Fillon, une loi démagogique
Les réformes de l'éducation annoncées en un mois nous montrent combien le changement de cap peut dissimuler une politique réactionnaire et dangereuse.
 

par Georges Dupon-Lahitte (président de la FCPE),

José Fouque (président d'Education & Devenir),

André Legrand (ancien recteur, ancien directeur au ministère de l'Education nationale, ancien président de l'université Paris-X)
et Philippe Meirieu (professeur des universités).

   
 
quatre-vingts pour cent des jeunes d'une classe d'âge au niveau du bac, cent pour cent de jeunes sortis du système éducatif avec une qualification de niveau V, la nouvelle loi d'orientation semble devoir faire siens les objectifs de la loi de 1989 qui n'ont été qu'en partie réalisés. Elle reprend même à son compte l'objectif annoncé sous le ministère de Jack Lang que cinquante pour cent d'une génération soit titulaire d'un diplôme d'enseignement supérieur.

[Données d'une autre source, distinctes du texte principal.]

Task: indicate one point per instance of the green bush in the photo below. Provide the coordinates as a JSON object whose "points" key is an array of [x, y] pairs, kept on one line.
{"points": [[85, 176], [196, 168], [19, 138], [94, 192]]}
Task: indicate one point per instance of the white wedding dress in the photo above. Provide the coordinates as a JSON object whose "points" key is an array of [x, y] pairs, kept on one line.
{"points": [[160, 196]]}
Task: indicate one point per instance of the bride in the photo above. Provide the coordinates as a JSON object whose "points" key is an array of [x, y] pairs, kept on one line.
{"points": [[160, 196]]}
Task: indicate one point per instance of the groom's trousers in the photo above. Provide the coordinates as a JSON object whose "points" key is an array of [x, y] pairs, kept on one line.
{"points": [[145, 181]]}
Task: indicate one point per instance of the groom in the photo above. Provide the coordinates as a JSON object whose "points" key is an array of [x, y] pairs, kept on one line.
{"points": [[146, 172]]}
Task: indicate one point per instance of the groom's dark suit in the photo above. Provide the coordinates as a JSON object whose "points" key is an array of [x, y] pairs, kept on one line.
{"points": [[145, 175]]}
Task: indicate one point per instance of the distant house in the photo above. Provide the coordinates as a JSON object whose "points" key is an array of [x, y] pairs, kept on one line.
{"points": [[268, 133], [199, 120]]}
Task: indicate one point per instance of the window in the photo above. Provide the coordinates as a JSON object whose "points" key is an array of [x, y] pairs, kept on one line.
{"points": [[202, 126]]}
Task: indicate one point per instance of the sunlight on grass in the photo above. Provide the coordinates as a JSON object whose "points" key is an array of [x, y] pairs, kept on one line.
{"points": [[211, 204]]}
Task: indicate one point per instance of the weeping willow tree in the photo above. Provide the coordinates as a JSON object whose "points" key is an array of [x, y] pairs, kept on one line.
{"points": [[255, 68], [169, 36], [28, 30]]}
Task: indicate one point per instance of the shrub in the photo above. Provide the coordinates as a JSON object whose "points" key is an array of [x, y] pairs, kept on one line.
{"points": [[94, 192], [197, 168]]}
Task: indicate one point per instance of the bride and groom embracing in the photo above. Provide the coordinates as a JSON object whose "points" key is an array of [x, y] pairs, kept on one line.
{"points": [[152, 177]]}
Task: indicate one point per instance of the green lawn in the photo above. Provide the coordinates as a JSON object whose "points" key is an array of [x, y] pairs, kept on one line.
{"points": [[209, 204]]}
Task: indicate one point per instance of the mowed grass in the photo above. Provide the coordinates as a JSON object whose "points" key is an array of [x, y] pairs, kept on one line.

Derrière un affichage identique, se cachent pourtant des stratégies, une politique, une conception de l'école, voire de l'enfant, différentes et probablement opposées. En 1989, le pari de la démocratisation de l'école reposait sur le double postulat que, en développant d'une part les voies technologiques et professionnelles, en centrant d'autre part l'organisation des établissements sur l'activité des élèves (c'était le sens de la formule «l'élève au centre»), on conduirait au niveau du bac ceux qui, à cause de leur âge, de leur sexe ou de leur origine sociale, n'y parvenaient pas précédemment. Le bilan des raisons pour lesquelles cette stratégie n'a pas produit tous ses effets n'a jamais été réalisé. La nouvelle loi semble devoir s'appuyer sur des postulats différents : l'acquisition par les élèves d'un socle commun de connaissances (encore à définir), la multiplication des contrôles, tout au long de la scolarité, pour vérifier que ces connaissances sont bien acquises, et l'instauration d'un climat de travail dans les établissements grâce à la restauration de l'autorité du maître permettraient de retrouver un élan nouveau, par rapport à une situation qui ne progresse plus depuis 1995.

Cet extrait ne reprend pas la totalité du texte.